Lytonya Jackson is a wife and the mother of a 9-year-old son, so she had enough to worry about before that first blackout happened this year on New Year’s Day.
But her diagnosis of epilepsy at age 29 is only one of many challenges the family is facing this holiday season. There’s also the matter of three preteen cousins who moved in temporarily but have since become a permanent part of the household.
So what began as a family of three is now a family of six, crammed in to two bedrooms.
On top of that, all three cousins (ages 2, 5 and 6) are big fans of Santa, which means toys and magic are expected no matter how many hints she drops about money being tight.
Her best hope now, she says, is the Salvation Army, which has pledged to provide toys this year for nearly 12,000 low-income children. Many of the toys will be purchased with money donated by Observer readers to the Empty Stocking Fund.
“I don’t know that they will still be with me next year, so this could be my only chance to show what Christmas can be like someplace stable and safe,” said Jackson, now 30, who won legal custody in 2013 but remains locked in a family tug-of-war over the children.
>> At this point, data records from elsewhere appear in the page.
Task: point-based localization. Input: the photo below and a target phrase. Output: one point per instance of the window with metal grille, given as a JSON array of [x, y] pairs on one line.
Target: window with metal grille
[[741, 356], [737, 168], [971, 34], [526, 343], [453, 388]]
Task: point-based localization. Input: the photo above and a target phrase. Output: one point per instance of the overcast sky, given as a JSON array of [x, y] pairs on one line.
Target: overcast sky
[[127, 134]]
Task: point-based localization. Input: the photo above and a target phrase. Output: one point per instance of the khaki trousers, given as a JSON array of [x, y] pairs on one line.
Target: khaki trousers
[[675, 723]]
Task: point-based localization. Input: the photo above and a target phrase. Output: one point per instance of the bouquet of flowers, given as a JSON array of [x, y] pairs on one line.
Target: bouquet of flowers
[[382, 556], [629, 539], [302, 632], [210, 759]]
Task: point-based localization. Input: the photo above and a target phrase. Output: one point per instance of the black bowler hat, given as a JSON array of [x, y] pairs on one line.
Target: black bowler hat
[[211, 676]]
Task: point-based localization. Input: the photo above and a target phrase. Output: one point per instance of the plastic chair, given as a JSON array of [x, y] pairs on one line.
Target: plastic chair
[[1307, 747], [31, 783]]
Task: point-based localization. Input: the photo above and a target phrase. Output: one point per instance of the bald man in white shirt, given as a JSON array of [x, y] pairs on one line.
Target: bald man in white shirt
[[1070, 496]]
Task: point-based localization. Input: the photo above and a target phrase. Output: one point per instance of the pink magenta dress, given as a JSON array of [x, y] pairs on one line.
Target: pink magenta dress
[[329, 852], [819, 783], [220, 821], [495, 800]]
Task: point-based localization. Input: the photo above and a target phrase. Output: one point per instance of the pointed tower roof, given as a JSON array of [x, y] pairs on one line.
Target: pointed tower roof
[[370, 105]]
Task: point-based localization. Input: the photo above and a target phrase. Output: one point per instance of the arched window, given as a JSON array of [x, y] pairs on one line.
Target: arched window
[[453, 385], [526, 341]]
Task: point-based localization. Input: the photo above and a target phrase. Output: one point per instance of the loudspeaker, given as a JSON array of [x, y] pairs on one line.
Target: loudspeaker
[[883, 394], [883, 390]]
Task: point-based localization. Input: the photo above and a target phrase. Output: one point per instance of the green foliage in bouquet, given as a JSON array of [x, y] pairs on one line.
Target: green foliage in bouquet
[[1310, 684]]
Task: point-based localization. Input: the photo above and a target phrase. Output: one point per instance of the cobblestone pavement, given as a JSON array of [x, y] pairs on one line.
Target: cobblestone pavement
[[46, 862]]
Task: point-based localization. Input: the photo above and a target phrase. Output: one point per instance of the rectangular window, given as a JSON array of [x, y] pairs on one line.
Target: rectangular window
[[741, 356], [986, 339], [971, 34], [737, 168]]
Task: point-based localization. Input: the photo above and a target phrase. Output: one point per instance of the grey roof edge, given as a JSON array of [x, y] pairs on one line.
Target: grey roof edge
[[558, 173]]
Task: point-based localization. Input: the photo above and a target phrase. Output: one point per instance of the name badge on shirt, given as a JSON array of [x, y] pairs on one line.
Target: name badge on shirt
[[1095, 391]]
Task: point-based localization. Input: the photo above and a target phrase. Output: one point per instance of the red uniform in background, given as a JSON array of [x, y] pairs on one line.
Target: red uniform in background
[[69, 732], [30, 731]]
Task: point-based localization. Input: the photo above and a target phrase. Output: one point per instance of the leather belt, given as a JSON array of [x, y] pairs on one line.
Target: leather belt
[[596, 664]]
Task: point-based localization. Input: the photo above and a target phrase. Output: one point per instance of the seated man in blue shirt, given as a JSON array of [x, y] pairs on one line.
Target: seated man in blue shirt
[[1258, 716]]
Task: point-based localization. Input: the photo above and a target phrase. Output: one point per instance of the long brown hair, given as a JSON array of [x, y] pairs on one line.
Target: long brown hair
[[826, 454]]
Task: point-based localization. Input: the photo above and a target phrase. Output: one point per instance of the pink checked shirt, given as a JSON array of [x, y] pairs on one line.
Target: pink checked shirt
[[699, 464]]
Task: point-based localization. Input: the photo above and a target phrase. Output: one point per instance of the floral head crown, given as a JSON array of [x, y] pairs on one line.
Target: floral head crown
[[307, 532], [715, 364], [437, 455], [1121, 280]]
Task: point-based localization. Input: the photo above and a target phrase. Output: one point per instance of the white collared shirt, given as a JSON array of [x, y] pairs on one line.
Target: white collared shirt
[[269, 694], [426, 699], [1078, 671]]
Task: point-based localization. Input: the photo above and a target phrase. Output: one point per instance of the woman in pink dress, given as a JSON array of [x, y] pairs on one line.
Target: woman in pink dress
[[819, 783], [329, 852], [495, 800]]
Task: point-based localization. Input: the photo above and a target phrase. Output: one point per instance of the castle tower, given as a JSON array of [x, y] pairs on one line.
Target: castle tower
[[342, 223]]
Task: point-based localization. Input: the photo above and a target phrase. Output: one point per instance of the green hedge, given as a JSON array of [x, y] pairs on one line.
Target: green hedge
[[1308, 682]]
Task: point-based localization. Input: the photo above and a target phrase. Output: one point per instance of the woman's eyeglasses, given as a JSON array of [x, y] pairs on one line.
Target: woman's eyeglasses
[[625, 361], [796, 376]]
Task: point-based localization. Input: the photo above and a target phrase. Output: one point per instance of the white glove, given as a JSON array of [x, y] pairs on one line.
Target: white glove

“Children have to have a Christmas. They need to know that someone is paying attention to their needs ... That’s what I want for their Christmas.”
There’s another added twist to the story: Jackson is going in for brain surgery in the spring to ease the seizures, and she says it’s possible memory loss will result. “I may have to relearn a lot of things.”
The Salvation Army says about 5,000 families are registered to get toys this year, many of them headed by parents who have jobs but still can’t make ends meet because their pay is low and hours have been cut.
Jackson started the year with a full-time job but says she had to leave it in May under doctor’s orders.
She says her husband, 40-year-old Leon, also has medical issues, suffering from Brugada syndrome, a condition that makes him at risk of sudden cardiac death.
It would be easier – if not common sense – for the couple to give up and let those three extra mouths to feed go into foster care, or to another relative. But Jackson believes any parent who’d “give up” a child to someone else was never meant to be a parent at all.
Jackson can’t say much about the world her three cousins come from, other than to note there were addiction problems on that side of the family.
“I thought I was only getting temporary custody, but then the paperwork came in the mail and it said that I was getting permanent custody,” says Jackson. “My first reaction was a sense of panic. But no child belongs in foster care, so my intention is to keep them.”
Her husband is not surprised at that attitude, claiming she “rescued” him from a life so troubled that he was practically on a first-name basis with arresting officers. “My wife will go to her death trying to change the world,” he says. “Doesn’t matter whether it’s me, everybody’s kids, or every dog and cat in the world, and we got ’em here. She’s trying to take care of everything and everybody.”
Despite the family’s financial setbacks, the children have improved and begun to flourish, Jackson says. One boy has a learning disability and is doing better in school, and his brother is on the A-honor roll, she says. The 2-year-old is also crying less and has started calling Jackson “mom.”
As Jackson gets closer to her surgery, there’s a twinge of fear as to just how much it will impact her memory, including the possibly of not remembering this Christmas.
If that happens, she hopes it will be her four children who remind her of how it went.
And she’s counting on their stories being filled with joy.